In the 13-limit, it factors neatly into (729/728)(1001/1000).
Temperaments
In the full 11-limit, tempering it out leads to the rank-4 trimitone temperament (→ Rank-4 temperament #Trimitone). Due to the factorization above, it extends neatly to the 13-limit.

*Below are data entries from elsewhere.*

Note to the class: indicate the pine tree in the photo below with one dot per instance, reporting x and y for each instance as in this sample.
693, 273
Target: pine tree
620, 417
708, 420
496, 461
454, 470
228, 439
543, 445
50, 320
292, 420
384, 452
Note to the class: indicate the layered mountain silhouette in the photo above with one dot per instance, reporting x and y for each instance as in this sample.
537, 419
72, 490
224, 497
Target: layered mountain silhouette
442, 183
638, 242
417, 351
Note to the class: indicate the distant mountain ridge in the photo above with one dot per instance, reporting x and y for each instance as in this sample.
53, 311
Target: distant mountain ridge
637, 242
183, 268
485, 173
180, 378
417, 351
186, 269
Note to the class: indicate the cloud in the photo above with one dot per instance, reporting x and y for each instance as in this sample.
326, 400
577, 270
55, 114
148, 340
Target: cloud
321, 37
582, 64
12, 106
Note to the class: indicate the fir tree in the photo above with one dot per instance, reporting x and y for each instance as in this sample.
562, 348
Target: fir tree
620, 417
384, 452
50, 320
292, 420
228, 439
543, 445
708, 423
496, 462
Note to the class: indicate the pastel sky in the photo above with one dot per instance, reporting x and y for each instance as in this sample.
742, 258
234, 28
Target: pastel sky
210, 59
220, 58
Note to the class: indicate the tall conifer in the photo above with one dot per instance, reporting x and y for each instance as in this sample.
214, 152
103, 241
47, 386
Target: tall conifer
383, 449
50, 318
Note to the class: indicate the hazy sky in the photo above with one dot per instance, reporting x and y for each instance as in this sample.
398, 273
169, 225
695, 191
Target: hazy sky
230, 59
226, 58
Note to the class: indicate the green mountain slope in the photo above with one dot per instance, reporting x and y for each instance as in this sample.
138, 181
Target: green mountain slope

In terms of microtempering the 2.3.5.11 subgroup, it may combine well with the schisma as doing so gives lower-complexity interpretations to the 5-limit "tritones" of (10/9)^{3} and (9/8)^{3} and their octave-complements, which results in the 53&65 (or equivalently 12&53) temperament in the 2.3.5.11 subgroup. (The term "tritones" is being used here in the sense of stacking 3 tones, as calling (10/9)^{3} a "tritone" is questionable.) For optimising this temperament, 183edo is recommendable, although 65edo provides a less accurate tuning at the benefit of a more manageable number of tones (and at the benefit of being a superset of 5edo and 13edo, thus potentially making it easier to conceptualise). This temperament is therefore great for 8:9:10:11:12 chords. If extended to the full 11- or 13-limit, it is closely related to bischismic, which also tempers 3136/3125.